13 Petitioners' reliance (03-343 Pet. 18-19) on Shaughnessy v. United States ex rel. Mezei, 345 U.S. 206 (1953), is also misplaced. That case concerned an alien who was detained at Ellis Island in New York. Id. at 207. The Court therefore had no occasion to consider whether aliens held abroad are entitled to the privilege of litigating in United States courts.

14 In Gherebi, the United States has also argued that the district court lacked jurisdiction to entertain the petition under the terms of the habeas statute because no custodian responsible for the custody of the Guantanamo detainees is present within the Central District of California. See 28 U.S.C. 2241(a); Schlanger v. Seamans, 401 U.S. 487, 491 (1971) (Under Section 2241, "absence of [the] custodian is fatal to * * * jurisdiction").

15 That political and diplomatic dynamic is fully available and, indeed, already active in the case of the Guantanamo detainees, just as it has been available for aliens detained by the military in connection with prior armed conflicts.
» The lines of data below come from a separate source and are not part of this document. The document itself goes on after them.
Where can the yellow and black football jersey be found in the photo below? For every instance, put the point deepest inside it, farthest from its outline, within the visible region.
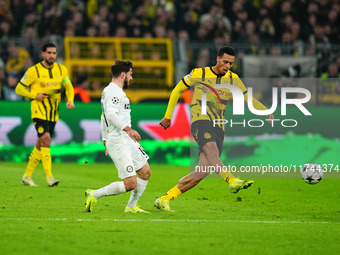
(202, 81)
(40, 79)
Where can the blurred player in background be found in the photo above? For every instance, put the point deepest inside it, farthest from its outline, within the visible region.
(42, 84)
(208, 136)
(121, 143)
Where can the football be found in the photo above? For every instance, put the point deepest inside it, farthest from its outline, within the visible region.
(312, 173)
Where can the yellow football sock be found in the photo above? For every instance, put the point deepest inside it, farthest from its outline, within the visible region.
(33, 161)
(227, 176)
(172, 194)
(47, 161)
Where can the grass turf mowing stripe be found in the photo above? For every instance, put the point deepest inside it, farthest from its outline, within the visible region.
(172, 220)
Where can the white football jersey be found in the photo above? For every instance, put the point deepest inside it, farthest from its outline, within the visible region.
(114, 100)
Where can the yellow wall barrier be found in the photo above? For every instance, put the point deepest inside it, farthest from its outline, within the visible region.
(152, 59)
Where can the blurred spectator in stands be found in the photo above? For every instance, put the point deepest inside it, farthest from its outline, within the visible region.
(287, 45)
(135, 27)
(308, 27)
(104, 29)
(334, 26)
(121, 32)
(275, 51)
(159, 31)
(309, 51)
(332, 71)
(96, 90)
(18, 59)
(190, 23)
(5, 29)
(267, 30)
(30, 21)
(274, 81)
(121, 19)
(215, 16)
(337, 60)
(8, 88)
(95, 21)
(318, 37)
(105, 14)
(81, 93)
(79, 23)
(171, 34)
(91, 31)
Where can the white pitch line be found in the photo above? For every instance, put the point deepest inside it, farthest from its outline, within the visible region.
(171, 220)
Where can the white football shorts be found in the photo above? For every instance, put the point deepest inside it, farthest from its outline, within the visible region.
(127, 155)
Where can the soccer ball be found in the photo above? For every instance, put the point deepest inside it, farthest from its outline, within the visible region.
(312, 173)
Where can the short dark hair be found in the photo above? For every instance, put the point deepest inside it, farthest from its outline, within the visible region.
(120, 67)
(48, 45)
(226, 50)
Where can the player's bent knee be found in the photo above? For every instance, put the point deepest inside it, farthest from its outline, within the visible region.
(145, 172)
(130, 183)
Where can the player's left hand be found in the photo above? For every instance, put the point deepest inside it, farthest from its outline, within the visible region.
(70, 105)
(270, 117)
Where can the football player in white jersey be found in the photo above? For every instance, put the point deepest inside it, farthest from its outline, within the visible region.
(121, 142)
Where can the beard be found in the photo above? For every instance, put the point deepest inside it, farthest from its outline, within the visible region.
(126, 84)
(49, 62)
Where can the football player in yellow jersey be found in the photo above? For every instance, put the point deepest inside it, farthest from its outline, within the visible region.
(208, 136)
(42, 84)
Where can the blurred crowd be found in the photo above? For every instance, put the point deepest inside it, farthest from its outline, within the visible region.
(289, 27)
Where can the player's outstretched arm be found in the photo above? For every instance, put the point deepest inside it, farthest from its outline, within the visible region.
(180, 87)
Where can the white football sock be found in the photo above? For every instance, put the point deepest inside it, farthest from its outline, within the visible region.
(114, 188)
(137, 192)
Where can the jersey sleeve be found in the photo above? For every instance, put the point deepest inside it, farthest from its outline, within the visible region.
(183, 85)
(29, 77)
(67, 84)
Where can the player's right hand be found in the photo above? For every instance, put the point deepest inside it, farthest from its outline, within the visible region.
(40, 96)
(165, 123)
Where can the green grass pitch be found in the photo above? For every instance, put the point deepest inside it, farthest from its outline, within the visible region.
(287, 217)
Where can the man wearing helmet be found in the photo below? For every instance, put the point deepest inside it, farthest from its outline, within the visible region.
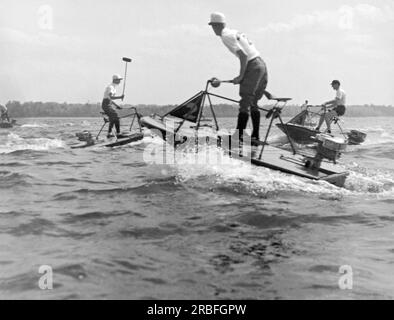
(253, 76)
(337, 105)
(4, 113)
(108, 104)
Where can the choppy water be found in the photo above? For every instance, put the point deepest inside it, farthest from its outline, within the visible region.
(113, 226)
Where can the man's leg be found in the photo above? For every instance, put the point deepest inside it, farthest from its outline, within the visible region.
(328, 118)
(248, 89)
(117, 126)
(255, 112)
(322, 118)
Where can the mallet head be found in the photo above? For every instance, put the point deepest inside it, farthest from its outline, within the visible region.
(215, 82)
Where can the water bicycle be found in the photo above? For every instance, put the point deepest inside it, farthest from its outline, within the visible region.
(187, 120)
(87, 139)
(7, 124)
(302, 128)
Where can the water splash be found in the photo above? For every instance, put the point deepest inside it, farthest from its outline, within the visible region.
(14, 142)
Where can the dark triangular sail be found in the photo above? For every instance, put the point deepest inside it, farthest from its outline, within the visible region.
(190, 109)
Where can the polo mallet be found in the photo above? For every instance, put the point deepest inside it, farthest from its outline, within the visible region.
(126, 60)
(215, 82)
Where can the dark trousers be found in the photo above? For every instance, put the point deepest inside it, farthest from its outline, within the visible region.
(4, 116)
(253, 85)
(252, 89)
(112, 116)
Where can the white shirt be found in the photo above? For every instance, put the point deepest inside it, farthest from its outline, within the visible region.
(236, 41)
(110, 91)
(340, 97)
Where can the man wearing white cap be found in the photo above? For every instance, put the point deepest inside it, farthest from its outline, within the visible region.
(108, 104)
(4, 113)
(253, 77)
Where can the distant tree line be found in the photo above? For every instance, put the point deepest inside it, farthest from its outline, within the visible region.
(55, 109)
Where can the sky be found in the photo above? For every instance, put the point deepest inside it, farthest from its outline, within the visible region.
(68, 50)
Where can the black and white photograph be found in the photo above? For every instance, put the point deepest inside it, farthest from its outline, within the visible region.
(168, 150)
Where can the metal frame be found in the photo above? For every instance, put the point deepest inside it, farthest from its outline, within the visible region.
(134, 114)
(272, 113)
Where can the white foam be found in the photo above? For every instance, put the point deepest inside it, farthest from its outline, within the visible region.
(34, 125)
(16, 143)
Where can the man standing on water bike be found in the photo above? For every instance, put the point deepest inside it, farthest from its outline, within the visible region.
(4, 113)
(108, 104)
(253, 77)
(337, 105)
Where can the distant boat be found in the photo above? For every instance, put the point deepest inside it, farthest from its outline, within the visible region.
(7, 125)
(86, 139)
(301, 129)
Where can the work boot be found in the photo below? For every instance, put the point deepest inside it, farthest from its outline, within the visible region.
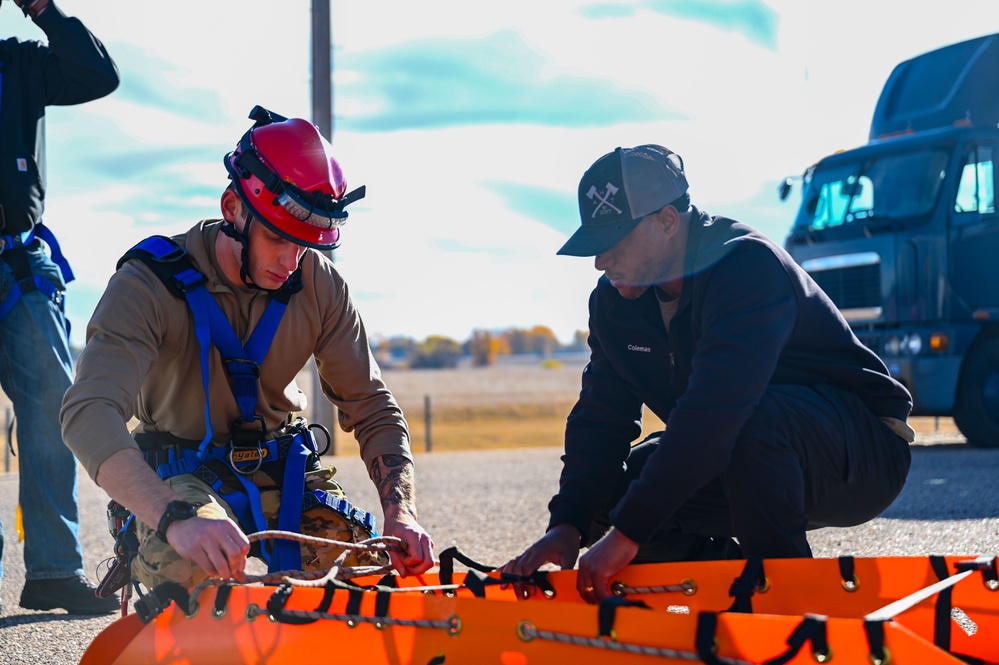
(76, 595)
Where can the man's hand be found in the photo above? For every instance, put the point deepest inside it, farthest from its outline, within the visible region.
(213, 542)
(559, 546)
(603, 561)
(393, 475)
(419, 546)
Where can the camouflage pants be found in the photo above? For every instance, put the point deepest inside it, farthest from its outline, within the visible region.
(158, 562)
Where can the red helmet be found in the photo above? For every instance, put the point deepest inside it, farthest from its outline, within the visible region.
(285, 174)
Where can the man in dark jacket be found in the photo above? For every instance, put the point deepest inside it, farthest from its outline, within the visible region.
(778, 420)
(35, 363)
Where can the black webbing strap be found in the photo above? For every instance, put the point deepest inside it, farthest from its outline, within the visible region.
(876, 641)
(447, 559)
(745, 585)
(278, 599)
(846, 571)
(607, 612)
(382, 599)
(811, 629)
(276, 603)
(941, 616)
(222, 597)
(151, 605)
(704, 638)
(389, 580)
(354, 602)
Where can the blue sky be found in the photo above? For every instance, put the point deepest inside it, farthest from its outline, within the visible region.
(470, 123)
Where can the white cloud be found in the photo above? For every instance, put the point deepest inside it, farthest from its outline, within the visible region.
(192, 70)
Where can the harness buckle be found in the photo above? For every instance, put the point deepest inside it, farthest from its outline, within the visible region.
(246, 445)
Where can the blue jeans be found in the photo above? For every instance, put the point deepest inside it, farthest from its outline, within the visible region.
(35, 370)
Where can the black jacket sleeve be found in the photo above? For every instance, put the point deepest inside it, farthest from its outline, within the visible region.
(72, 68)
(606, 418)
(744, 315)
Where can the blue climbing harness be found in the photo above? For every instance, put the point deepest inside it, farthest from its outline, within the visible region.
(12, 252)
(248, 450)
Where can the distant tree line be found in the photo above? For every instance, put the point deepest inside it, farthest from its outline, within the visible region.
(482, 348)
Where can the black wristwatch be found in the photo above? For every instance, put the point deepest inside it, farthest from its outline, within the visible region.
(176, 510)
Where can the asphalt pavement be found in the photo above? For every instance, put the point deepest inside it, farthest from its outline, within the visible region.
(492, 504)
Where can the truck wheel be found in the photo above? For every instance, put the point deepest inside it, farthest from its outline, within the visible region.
(976, 406)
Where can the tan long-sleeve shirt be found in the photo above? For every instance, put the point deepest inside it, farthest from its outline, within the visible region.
(142, 359)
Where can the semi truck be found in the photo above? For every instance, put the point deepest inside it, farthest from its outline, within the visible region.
(903, 233)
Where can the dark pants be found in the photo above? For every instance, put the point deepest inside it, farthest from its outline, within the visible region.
(807, 458)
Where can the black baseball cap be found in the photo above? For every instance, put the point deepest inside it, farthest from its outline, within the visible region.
(619, 190)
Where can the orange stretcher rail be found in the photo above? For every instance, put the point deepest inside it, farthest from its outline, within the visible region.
(885, 610)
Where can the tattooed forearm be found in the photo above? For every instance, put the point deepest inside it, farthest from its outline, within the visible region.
(393, 476)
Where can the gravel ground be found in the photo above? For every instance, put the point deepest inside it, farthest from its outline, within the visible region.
(492, 505)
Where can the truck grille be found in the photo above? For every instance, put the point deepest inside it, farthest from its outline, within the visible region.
(855, 287)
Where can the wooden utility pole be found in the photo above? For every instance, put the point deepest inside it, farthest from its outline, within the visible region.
(322, 412)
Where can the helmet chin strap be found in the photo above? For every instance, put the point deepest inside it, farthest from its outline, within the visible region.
(294, 282)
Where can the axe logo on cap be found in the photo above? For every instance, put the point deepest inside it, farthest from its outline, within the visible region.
(603, 203)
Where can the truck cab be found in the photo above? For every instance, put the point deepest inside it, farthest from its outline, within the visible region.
(903, 233)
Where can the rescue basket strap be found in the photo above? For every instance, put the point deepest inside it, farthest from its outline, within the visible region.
(704, 638)
(607, 612)
(941, 612)
(447, 559)
(745, 585)
(151, 605)
(811, 629)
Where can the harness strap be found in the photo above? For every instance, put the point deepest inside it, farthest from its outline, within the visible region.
(172, 265)
(12, 252)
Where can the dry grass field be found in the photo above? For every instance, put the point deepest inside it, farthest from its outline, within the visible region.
(522, 405)
(508, 405)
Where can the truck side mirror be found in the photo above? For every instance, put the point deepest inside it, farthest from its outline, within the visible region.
(784, 189)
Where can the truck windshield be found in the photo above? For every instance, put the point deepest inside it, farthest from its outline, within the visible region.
(886, 188)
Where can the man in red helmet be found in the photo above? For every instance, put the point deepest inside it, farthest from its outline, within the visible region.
(200, 337)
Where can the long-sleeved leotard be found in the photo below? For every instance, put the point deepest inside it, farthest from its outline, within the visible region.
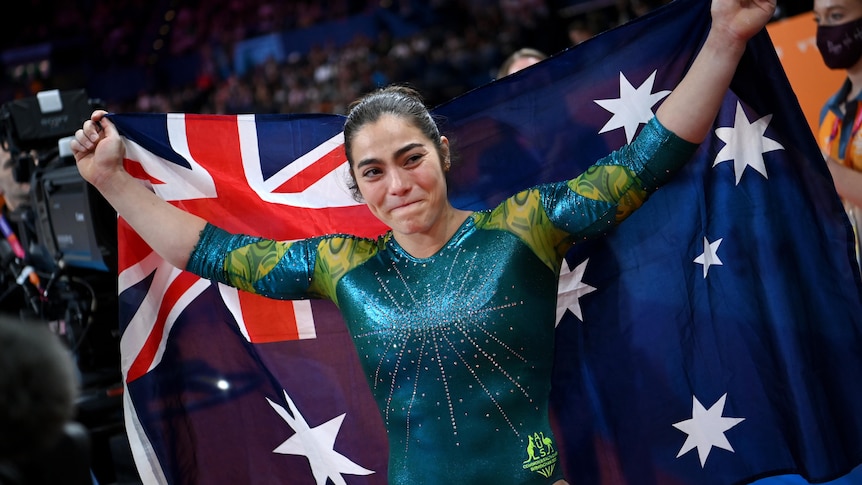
(457, 347)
See, e.g., Office of the White House Press Secretary, Fact Sheet, Statement on British Detainees 1 (July 18, 2003) (discussing meeting between the President and the Prime Minister Blair concerning U.K. nationals detained at Guantanamo) <www.whitehouse.gov/news/releases /2003/07/20030717-9.html>. In addition, in the past year and a half, more than 60 detainees have been released from Guantanamo.